When Surging Floods Meet Expanding Pipelines
The impact of last week’s deluge sends a sobering message, say engineers and activists.
Romilly Cavanaugh stood at the edge of the Coquihalla River north of Hope, watching big trees snap off the bank like blades of grass in a lawn mower. Some of those not swept away held dead fish in their branches three metres off the ground — a reminder of what came before.
Cavanaugh and her fellow engineers had been sent into the chaos for a sole purpose: to watch the Trans Mountain pipeline through the flood of 1995.
Over that week they held vigil in torrential rain because the pipe, usually buried in a thick blanket of soil and rock, was bare and moving up and down in the river “like a piece of cooked spaghetti.”
That was new to her. “You don’t expect metal structures to be moving.”
On the other side of the river was a less visible danger.

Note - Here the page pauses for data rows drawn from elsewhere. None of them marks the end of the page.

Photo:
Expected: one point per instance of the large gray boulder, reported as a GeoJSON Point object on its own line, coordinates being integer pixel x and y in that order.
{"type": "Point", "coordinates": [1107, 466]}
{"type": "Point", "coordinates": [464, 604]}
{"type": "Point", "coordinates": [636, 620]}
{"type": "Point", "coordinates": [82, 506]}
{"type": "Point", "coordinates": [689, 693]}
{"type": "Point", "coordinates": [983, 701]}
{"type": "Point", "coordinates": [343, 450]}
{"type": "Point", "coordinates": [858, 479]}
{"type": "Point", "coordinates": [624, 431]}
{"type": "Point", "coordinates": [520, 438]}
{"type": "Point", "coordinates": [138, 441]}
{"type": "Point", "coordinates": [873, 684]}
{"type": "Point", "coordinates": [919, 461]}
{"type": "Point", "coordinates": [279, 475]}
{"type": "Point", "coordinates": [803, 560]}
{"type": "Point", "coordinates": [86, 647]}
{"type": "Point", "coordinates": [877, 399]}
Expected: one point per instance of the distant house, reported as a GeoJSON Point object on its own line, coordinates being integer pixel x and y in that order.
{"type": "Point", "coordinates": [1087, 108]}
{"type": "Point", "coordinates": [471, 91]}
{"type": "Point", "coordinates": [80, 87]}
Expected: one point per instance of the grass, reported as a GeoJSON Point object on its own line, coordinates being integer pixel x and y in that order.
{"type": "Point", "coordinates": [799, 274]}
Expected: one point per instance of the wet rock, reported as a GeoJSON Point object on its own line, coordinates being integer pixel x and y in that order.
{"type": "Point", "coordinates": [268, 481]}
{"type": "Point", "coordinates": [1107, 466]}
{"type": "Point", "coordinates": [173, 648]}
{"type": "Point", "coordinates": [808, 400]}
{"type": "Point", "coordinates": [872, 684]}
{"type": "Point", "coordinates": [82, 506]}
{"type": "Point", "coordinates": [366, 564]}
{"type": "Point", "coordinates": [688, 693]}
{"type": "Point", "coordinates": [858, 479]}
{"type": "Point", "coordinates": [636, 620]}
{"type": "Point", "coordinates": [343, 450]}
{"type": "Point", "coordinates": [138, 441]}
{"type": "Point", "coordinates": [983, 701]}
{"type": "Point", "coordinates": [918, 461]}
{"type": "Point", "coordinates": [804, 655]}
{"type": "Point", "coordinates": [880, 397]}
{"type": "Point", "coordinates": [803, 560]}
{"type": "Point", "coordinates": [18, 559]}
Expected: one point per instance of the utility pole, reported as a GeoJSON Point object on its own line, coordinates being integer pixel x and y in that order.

Enbridge’s Westcoast gas pipeline also had escaped its casing, leaving it at the mercy of rushing water.
Cavanaugh left her job at the company decades ago and now works as an independent environmental engineer. But such memories worry her. “I’ve been watching the news for the last couple days, just praying that we don’t see an oil spill on top of everything else we’ve already seen.”
“It was chaos. And it’s even worse now.”
After massive floods and landslides hit the province this week, the Trans Mountain and one of three Enbridge pipelines are shut down, although oil and gas continue to sit in the pipes.